Green’s Dictionary of Slang

sharping n.

[sharp v. (2)]

(also sharping lay) swindling and cheating in its various forms.

[UK]R. L’Estrange Fables of Aesop XXXIV 33: The whole Course of your Scandalous Life is only Cheating and Sharping.
[UK] ‘Destruction of Plain Dealing’ in Ebsworth Bagford Ballads (1878) I 435: We find that all sherking and sharping is made / By Burmigem Coiners an absolute trade.
[US]Dryden King Arthur in Works (1899) Prologue line 38: Among the rest there are a sharping set That pray for us, and yet against us bet .
[UK]N. Ward ‘A Walk to Islington’ Writings (1704) 70: Thus wanders asham’d, till by Sharping and Tricking, / Or slinging Levant with the hazard of Kicking.
[UK]T. Lucas Lives of the Gamesters (1930) 231: Noblemen, ought to be above knowing what biting or sharping is.
[UK] in D’Urfey Pills to Purge Melancholy II 10: Step to Will’s Coffee House you’ll find some Wits / Who live upon Sharping and Cheating.
[UK]C. Johnson Hist. of Highwaymen &c. 97: I was [...] much better skilled in Sharping than my Age seemed to promise.
[UK]Smollett Roderick Random (1979) 359: Her brother, who had [...] spoke of me as an Irish fortune-hunter, without birth or estate to recommend me; who supported myself in the appearance of a gentleman by sharping, and other infamous practices.
[UK]J. Poulter Discoveries (1774) 9: We went into the North of England to Fairs, Horse Races, and Cock Matches, on the sharping Lay.
[UK]Sporting Mag.
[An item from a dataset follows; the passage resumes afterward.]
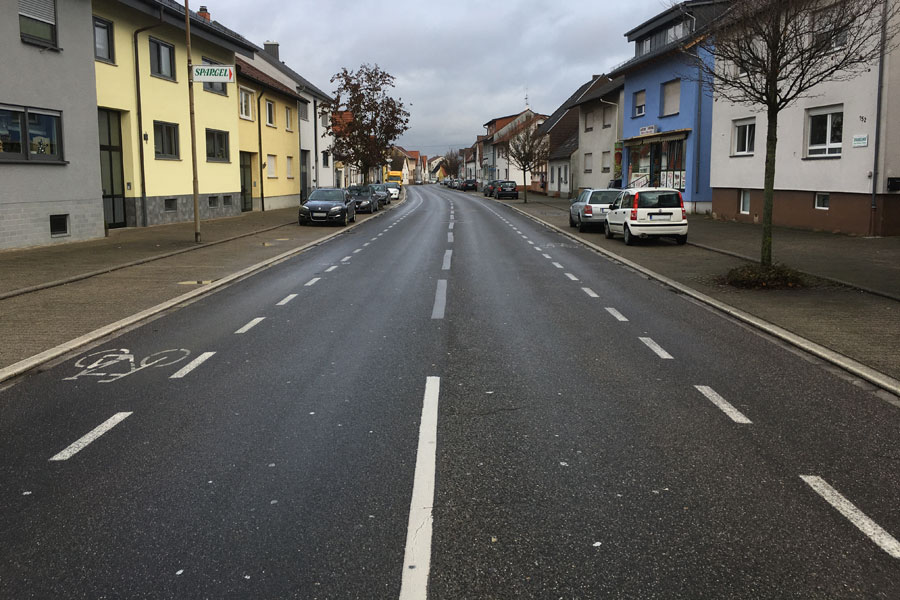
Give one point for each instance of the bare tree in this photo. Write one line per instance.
(769, 53)
(527, 150)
Feb. XV 264/1: A new mode of sharping has been lately put in practice in the Borough.
[Aus]Vaux Vocab. of the Flash Lang. in McLachlan (1964) 264: sharping swindling and cheating in all their various forms, including the arts of fraud at play.
[UK] ‘The Man About Town’ in Nobby Songster 24: I did a little sharping, when e’er I caught a flat.
[UK]Reynolds’s Newspaper 24 July 1/2: Skittle Sharping — At Clerkenwell Police-court [...] a notorious skittle-sharper [...] was placed at the bar.
[UK]Sportsman 23 May 4/1: Notes on News [...] [A] retired tradesmen named Kay, who came up on remand [...] on a charge of sharping in a railway carriage.
[UK]J. Astley Fifty Years (2nd edn) I 69: My little bit of ‘sharping’ at Chichester was connected with chickens.
[UK]A. Binstead Mop Fair 76: Mightily close to sharping, don’t you think?